Repeated re-emergence of new and varied infection-causing organisms has posed a danger to the population, especially taking into consideration the recent pandemic.

Other illnesses especially caused by viruses like ebola, measles and more recently tomato flu are spreading in the world. Most of these infections are a result of interaction between humans and wildlife.

"Moreover, most of these infections are caused by viruses which are known to mutate easily and develop a form in which they are able to escape the immune system of the body. The continuous mutation and changes in its genetic codes poses challenges in developing effective curable medicines or vaccines," said Dr Anurag Aggarwal, Consultant-Internal Medicine, Marengo QRG Hospital, Faridabad.

According to Dr Neha Rastogi, Consultant, Infectious Diseases, Fortis Memorial Research Institute, "we are now witnessing a shadow of pandemic".

"Antimicrobial resistant superbugs/bacteria have created a major super pandemic owing to the rampant usage of antimicrobials in the current scenario. With an ongoing transmission of these multidrug-resistant pathogens, it is imperative to combat this silent pandemic," Dr Rastogi told IANS.

With a complex interplay of the immune system and changed environmental settings, newer viruses and their ever-evolving variants are rising.

Climate and environmental change and rapid urbanisation with increased global movements due to enhanced easy connectivity, will increase risk of such bugs in coming decades.

"Climate change, in particular, may alter the range of global pathogens, allowing infections, particularly vector-borne infections, to spread over new terrains," according to Dr. Ravindra Gupta, Head of Department, Internal Medicine, C.K. Birla Hospital, Gurugram.

Changes in environment and changes in land use patterns have led to increased contact between animals and humans.

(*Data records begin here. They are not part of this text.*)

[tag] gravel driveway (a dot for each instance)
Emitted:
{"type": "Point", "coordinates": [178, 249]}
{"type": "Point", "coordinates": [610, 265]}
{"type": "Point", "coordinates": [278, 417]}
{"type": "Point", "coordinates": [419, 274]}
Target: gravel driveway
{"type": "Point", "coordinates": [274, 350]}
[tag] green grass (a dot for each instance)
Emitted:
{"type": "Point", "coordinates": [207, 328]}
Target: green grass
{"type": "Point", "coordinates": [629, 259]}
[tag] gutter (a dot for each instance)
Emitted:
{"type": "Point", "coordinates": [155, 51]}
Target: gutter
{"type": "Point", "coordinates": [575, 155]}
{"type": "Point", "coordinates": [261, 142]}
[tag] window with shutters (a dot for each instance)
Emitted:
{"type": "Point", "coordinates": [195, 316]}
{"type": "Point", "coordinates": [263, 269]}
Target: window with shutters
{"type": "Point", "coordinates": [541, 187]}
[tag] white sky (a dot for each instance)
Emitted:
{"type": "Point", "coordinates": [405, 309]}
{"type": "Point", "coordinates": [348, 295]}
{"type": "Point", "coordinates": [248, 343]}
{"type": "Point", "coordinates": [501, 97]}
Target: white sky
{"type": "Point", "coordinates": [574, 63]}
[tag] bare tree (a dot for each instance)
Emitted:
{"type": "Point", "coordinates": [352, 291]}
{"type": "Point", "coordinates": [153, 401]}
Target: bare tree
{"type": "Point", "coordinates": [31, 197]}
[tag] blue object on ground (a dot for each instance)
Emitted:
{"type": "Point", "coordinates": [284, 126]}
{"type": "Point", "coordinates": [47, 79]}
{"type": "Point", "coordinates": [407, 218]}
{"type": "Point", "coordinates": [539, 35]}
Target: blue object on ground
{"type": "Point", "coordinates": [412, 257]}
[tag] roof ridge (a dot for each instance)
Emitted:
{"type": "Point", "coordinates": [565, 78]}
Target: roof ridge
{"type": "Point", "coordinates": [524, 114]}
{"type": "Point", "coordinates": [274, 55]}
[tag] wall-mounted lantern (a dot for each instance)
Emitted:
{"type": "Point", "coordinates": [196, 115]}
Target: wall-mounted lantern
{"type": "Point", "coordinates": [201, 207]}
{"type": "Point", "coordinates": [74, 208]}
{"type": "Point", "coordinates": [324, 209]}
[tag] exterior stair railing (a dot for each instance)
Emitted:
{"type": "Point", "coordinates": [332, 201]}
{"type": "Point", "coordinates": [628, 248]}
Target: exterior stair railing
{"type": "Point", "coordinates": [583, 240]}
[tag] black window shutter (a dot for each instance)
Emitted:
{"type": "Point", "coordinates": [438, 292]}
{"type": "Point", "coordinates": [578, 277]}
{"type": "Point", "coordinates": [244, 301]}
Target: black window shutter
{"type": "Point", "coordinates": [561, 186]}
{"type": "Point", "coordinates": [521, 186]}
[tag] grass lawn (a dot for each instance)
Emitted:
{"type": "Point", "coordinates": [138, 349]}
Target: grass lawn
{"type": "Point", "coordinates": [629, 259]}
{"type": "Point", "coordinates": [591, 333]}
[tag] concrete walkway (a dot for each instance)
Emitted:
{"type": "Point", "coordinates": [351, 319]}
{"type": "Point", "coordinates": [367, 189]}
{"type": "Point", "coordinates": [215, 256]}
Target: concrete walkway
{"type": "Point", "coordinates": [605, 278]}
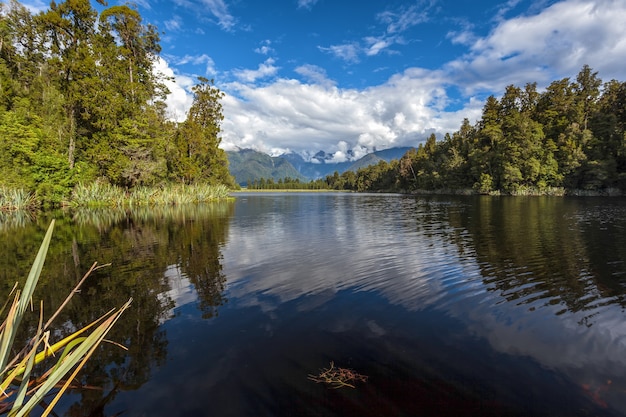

As a result, viruses in animals are getting transmitted to humans and thus creating problems for humanity.

"Global warming, by itself, is another important cause for the emergence of new viruses. There is a strong need to strengthen disease surveillance and to understand the biological factors for the growth of vectors like mosquitos, ants, etc and to take appropriate measures to control them," Dr Gupta noted.